Man so the advisor/vice president today told me to pull up historical performance of these mutual funds a client has for 2008 and 2009 to try give a case to have her move out of these funds.
When he saw that some of these funds recovered the losses in 2008 and even gained more than the loss in 2009, he told me to only do a historial performance in 2008……..
is this legal? Def not ethical…
 
you are in a tough spot now. what he demands of you is borderline illegal and as you said definitely not ethical. I can see your conflict, you don’t want to lose your job, but acting as your boss commands may wreck your career in the long run.
as painful as it seems, you will have to dissociate from this firm.
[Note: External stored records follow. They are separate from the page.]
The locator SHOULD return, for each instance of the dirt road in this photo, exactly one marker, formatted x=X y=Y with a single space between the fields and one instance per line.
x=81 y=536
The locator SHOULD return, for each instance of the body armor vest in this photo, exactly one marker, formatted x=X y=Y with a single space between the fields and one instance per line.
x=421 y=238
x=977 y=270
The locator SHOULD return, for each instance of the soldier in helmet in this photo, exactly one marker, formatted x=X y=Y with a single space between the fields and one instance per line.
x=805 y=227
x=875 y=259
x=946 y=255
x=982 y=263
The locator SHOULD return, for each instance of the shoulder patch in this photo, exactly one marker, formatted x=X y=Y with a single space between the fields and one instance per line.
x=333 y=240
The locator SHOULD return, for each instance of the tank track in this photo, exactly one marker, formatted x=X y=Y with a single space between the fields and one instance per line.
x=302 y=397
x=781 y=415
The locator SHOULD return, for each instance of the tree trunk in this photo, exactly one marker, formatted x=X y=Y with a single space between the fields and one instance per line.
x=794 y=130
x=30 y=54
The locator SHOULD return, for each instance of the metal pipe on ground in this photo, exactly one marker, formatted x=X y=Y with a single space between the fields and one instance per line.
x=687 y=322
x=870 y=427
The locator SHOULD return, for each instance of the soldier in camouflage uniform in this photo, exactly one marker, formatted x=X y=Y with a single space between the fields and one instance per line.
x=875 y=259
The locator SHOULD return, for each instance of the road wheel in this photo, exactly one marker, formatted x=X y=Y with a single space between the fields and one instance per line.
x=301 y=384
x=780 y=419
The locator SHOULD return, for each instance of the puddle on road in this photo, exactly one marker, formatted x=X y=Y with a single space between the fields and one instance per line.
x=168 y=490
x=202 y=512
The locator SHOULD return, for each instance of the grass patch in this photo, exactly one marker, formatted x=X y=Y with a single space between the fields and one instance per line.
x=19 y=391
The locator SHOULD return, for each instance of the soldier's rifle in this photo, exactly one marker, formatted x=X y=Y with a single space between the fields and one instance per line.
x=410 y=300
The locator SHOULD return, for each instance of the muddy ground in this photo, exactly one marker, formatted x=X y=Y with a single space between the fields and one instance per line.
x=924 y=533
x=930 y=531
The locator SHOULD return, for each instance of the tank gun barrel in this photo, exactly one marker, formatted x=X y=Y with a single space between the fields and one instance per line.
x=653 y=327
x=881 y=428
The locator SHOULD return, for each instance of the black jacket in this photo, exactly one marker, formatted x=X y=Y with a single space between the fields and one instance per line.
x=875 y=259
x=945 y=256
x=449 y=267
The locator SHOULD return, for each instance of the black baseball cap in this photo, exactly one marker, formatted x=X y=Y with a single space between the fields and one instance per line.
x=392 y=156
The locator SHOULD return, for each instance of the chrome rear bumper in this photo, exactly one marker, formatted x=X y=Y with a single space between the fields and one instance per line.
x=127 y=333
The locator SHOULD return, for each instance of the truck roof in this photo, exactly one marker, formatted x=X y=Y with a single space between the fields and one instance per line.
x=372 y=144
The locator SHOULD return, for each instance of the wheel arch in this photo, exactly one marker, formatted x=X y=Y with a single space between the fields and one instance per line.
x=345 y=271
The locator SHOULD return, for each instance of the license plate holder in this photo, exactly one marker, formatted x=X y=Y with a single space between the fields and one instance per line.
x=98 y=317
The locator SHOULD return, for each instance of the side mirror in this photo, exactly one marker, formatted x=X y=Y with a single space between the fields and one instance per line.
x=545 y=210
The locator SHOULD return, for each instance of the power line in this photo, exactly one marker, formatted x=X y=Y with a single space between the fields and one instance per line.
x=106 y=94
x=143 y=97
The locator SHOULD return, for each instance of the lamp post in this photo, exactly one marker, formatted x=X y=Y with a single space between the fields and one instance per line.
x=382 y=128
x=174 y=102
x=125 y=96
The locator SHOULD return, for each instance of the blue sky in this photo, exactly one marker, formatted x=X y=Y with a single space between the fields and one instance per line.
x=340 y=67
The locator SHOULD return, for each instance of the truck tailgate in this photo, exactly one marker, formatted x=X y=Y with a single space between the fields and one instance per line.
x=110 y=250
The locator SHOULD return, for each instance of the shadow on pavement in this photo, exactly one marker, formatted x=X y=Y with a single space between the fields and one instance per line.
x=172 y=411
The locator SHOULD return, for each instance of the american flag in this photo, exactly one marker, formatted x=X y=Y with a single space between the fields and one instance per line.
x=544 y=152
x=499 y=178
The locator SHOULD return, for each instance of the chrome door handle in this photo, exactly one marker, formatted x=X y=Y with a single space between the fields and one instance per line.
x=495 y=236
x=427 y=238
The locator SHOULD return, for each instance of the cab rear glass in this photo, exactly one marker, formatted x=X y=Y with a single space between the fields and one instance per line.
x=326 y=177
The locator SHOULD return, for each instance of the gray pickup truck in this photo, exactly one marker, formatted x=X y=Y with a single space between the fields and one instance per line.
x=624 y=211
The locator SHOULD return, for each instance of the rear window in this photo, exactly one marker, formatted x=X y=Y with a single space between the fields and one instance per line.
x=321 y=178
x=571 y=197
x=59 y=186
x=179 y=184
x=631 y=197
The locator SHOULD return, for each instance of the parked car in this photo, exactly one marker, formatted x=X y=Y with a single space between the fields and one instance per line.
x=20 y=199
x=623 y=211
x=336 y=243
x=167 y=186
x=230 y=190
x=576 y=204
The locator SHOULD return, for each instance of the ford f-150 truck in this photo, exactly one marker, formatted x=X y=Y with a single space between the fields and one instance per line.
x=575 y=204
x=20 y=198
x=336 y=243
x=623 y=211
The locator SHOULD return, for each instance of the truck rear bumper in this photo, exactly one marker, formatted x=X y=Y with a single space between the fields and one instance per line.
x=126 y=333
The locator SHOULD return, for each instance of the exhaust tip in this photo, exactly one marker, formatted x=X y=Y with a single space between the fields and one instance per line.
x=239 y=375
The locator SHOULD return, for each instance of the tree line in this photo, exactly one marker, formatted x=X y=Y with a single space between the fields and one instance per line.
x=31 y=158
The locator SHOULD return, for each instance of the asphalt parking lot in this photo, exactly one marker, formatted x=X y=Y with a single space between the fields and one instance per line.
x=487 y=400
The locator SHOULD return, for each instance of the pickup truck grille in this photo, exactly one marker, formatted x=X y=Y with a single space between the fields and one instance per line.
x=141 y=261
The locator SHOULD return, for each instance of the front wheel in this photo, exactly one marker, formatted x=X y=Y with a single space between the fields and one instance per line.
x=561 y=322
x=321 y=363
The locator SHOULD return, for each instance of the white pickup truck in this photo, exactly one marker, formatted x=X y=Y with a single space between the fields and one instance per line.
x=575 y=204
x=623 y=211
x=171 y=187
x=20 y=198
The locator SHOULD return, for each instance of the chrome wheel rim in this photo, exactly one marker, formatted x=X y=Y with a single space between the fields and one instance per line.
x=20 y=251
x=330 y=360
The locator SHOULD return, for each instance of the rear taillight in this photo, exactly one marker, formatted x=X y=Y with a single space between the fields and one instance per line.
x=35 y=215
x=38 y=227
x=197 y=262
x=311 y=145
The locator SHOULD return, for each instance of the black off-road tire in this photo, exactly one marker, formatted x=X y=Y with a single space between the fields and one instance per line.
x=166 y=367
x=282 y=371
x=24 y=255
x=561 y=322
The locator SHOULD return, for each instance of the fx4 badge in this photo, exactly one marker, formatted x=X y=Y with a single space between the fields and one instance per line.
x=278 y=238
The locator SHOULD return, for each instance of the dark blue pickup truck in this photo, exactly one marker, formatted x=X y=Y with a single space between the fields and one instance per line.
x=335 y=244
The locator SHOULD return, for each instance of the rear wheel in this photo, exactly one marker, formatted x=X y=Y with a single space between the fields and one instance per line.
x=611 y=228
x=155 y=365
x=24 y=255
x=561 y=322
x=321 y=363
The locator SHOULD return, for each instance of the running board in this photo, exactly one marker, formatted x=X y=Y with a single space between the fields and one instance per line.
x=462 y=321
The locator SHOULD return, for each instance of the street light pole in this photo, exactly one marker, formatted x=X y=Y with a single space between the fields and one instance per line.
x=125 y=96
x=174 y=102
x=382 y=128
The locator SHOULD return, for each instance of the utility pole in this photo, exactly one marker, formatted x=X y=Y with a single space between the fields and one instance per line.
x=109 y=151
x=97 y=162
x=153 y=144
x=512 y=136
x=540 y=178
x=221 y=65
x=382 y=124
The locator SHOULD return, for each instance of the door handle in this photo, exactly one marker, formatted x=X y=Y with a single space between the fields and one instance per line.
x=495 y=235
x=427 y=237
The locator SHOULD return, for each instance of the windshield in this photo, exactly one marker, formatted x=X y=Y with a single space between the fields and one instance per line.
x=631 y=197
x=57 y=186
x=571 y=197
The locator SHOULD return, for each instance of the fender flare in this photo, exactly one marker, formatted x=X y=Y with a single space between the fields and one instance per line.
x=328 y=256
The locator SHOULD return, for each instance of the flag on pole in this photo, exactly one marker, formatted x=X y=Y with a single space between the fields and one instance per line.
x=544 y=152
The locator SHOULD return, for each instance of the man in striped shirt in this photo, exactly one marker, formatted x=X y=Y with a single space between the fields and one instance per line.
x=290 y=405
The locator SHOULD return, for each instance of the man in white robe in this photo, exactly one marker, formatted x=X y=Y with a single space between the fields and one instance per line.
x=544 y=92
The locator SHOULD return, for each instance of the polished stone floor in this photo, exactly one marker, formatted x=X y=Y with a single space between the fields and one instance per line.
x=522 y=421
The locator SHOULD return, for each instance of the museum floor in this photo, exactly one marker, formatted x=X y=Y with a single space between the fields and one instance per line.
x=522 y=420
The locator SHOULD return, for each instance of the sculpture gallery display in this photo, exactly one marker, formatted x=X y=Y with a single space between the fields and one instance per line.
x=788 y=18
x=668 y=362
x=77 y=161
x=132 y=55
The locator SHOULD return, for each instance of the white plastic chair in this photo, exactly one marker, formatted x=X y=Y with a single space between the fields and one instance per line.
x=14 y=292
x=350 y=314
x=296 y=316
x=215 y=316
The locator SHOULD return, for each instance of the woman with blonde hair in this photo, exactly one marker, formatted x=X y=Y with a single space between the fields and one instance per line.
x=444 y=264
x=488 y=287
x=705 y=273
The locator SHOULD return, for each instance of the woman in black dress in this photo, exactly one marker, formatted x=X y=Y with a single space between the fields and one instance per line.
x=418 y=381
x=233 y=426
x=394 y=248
If you stay there, they may drag you down when they fall.
I guess your dilemma now is what to do in the following weeks and I can only offer vague advice because I don’t know the full situation.
1) start looking for a new job, maybe even prepare to be unemployed for the interim time (ask your parents for support)
2) seek legal counsel and make sure that if this company falls, which it eventually will, it cannot drag you into this. you are a honest person and you would want somebody like a lawyer to testify that you tried to dissociate from unethical activities right from the start
3) remember that clients come first. if your boss ask s you to go through with his deception try at least to contact the client outside of the office an tell them about the situation in honesty. It is their money on the line and they deserve to know what is going on. Best case, the guy is so happy about learning the truth that he will offer assistance. worst case, the guy will be pissed, confront your boss and get you fired, but you dont want to stay in that place anyway.
4) remember that having a clean slate in this industry is everything. CFAI is no joke. they will shame you publicly on their website if they find you doing something unethical. dont play with fire
I hope this helps. I could give more precise advice if you could give a little more information about your company (assets under management, rough size of the client position in the mutual funds). The above advice apply to situations where there is more than pennies at stake. smaller amounts offer different strategies.
 
Doesn’t CFAI have an ethics hotline that you can call and ask for advice?
 
Your a good guy. You know its wrong. Imagine the client is your mom or dad. What do you do? That’s someone’s parent. Do the right thing.
When you look back on this in twenty years from a position of relative success, how do you want to remember this decision? Is a few months of underemployment worth screwing someone over and living with that for life? Not to me. But that’s your call to make.
 
former trader wrote:
^ Yes, in addition to their sex line. It’s part of their revenue generating strategy.
L1 Schweser girl (circa 2012)?
 
If you do only as your boss proposes, then you would be lying to the clients/prospects. You know it’s wrong. What is your professional reputation worth? A few hundred dollars? A few thousand?
Stand up for what’s right. Tell your boss that it’s wrong. If he doesn’t listen, then get out of there!
 
I once told my boss (in his boss’ office) that he’d never given me competent, technical direction on a project.
How can this be any more difficult.
Tell you boss that he’s an ass. Do what’s right for your clients. Or resign.